Financial goals can be like new year’s resolutions: you’re all excited about them for a week or even a month, but then normal life gets in the way and you lose sight of them. Here are a few ideas of how you can remain committed to a money relationship that will have a happy ending.
See the picture. Start with a vision board, or dream map, to help you build a picture of what you want your future to look like. Your financial goals are only a means, not an end. The vision board is there to show you what the end is. When you skip this step, it is harder to stick to your goals. (This article tells you how to do a vision board)
Know your “why”. This is your reason behind the goal. When you have a clear picture of why you are saving or investing or cutting back on expenses, your motivation comes from inside you. That is far more powerful than anything else to keep you on track.
Write it down. Words on a page keep you focused on your goal, and give you benchmarks and check-in points along the way. According to financial advisors, most of their clients fail to hit their goals when they don’t write them down.
Break it down. When you set your goal, write down two or three (or even five!) steps you need to take every day to reach your target. This is all about building habits that will help you achieve your goal. Then, every day that you complete your steps, put an “X” on a calendar as a reminder that you are following your financial dreams. Before you know it, your goals will be hit, and your dreams will have grown bigger than you could have ever imagined!
Make it real. Don’t just talk about saving; make it real by setting up an account in which you save money every month. Seeing the balance grow and interest boosting the amount, is a great motivator.
Automate your savings. Set up a debit order that automatically transfers the amount you want to save out of your day-to-day bank account and into your goal account. If you can’t save the full amount you want to, start with whatever you can. The most important thing is to start.
Save the extras. Every time you get an increase or a bonus or a tax refund or money as a gift, save at least some part of it. This is money you didn’t have before, so save it instead of getting used to spending more. These windfalls are wonderful boosts that will get you to your goal quicker.

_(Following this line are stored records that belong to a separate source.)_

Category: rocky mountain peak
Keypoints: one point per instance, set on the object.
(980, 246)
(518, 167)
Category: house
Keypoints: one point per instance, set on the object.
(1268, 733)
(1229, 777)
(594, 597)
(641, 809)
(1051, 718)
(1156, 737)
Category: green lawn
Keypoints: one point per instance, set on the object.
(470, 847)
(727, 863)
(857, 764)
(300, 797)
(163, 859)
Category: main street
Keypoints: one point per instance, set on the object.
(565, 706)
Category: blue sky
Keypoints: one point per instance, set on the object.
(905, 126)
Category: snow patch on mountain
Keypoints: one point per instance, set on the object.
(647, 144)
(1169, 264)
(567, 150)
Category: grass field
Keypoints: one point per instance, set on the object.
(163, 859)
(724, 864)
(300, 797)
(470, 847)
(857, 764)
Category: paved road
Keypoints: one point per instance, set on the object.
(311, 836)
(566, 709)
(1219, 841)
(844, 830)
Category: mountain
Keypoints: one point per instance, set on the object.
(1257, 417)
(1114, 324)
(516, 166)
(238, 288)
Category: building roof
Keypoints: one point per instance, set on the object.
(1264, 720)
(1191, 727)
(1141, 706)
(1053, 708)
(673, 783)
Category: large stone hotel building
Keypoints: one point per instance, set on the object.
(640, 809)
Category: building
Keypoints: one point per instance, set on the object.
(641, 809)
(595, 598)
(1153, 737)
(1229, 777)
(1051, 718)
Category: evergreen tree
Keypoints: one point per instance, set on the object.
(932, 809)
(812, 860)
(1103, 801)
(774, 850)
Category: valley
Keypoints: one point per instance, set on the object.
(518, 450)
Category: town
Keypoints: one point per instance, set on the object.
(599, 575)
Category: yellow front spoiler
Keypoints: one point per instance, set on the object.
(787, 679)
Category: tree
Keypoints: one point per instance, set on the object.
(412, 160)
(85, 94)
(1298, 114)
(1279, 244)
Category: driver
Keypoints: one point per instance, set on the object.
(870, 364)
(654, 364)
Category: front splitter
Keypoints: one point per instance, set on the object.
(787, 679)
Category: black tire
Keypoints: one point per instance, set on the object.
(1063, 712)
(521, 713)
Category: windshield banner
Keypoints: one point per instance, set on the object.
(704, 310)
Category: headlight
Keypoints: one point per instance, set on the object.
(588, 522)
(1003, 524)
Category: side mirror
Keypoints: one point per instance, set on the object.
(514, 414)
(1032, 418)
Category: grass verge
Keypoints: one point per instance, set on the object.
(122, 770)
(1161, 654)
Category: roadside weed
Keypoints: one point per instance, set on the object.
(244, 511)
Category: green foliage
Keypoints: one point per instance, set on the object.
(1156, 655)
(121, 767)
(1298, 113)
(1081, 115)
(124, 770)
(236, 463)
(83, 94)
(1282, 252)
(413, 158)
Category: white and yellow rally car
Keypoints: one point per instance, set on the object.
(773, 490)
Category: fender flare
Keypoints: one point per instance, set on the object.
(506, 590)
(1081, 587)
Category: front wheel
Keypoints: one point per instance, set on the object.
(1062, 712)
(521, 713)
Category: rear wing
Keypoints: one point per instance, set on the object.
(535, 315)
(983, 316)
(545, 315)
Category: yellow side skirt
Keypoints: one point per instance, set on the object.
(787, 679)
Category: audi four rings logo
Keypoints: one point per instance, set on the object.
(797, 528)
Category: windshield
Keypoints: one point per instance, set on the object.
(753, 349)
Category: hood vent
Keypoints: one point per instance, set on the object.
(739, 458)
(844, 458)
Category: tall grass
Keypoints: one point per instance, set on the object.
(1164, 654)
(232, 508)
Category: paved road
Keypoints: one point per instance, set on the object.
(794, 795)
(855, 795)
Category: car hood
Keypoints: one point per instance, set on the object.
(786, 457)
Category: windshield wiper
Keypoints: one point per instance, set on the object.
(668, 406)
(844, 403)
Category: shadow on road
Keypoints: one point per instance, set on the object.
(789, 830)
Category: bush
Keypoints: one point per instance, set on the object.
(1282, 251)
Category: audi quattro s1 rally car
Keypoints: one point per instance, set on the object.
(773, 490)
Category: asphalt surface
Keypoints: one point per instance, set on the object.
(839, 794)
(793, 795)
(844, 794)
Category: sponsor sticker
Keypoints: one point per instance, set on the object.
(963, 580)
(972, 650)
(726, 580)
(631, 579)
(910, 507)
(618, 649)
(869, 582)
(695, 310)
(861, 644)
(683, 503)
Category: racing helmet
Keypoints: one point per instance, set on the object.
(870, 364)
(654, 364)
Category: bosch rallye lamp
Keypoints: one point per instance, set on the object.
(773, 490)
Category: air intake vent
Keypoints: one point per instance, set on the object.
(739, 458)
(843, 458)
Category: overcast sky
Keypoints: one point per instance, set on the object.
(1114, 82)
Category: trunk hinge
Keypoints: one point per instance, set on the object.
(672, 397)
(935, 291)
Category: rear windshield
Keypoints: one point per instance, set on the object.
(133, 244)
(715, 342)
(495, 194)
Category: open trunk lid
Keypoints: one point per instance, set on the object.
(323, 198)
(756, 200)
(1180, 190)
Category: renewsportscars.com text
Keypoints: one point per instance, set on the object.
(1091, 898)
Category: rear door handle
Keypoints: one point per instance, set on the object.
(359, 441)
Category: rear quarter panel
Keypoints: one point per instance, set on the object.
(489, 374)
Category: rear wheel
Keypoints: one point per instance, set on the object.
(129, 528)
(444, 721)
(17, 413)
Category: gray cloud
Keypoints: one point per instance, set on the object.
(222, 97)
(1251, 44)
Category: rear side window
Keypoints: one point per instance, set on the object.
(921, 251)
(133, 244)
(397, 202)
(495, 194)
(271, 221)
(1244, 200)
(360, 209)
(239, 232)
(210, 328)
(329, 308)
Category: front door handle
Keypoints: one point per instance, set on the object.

Reward yourself. Working towards your goals can be difficult, so you have to build in things that sweeten the journey. It is important to treat yourself when you reach a milestone – just don’t spend so much on the treat that you derail your plans.
Track your progress. Have a money meeting with yourself every three months to review your finances, update your goals if necessary and see how you are performing against your financial plan.
Involve your partner and/or children in this review, especially if you have a family goal you want to achieve.
Get a goal buddy. Get your spouse or partner on board, as well as someone whose money know-how and habits you admire, and/or a friend who also wants to achieve a big, juicy goal. Learn from each other, keep each other accountable and motivate each other. With the right support, everything becomes easier.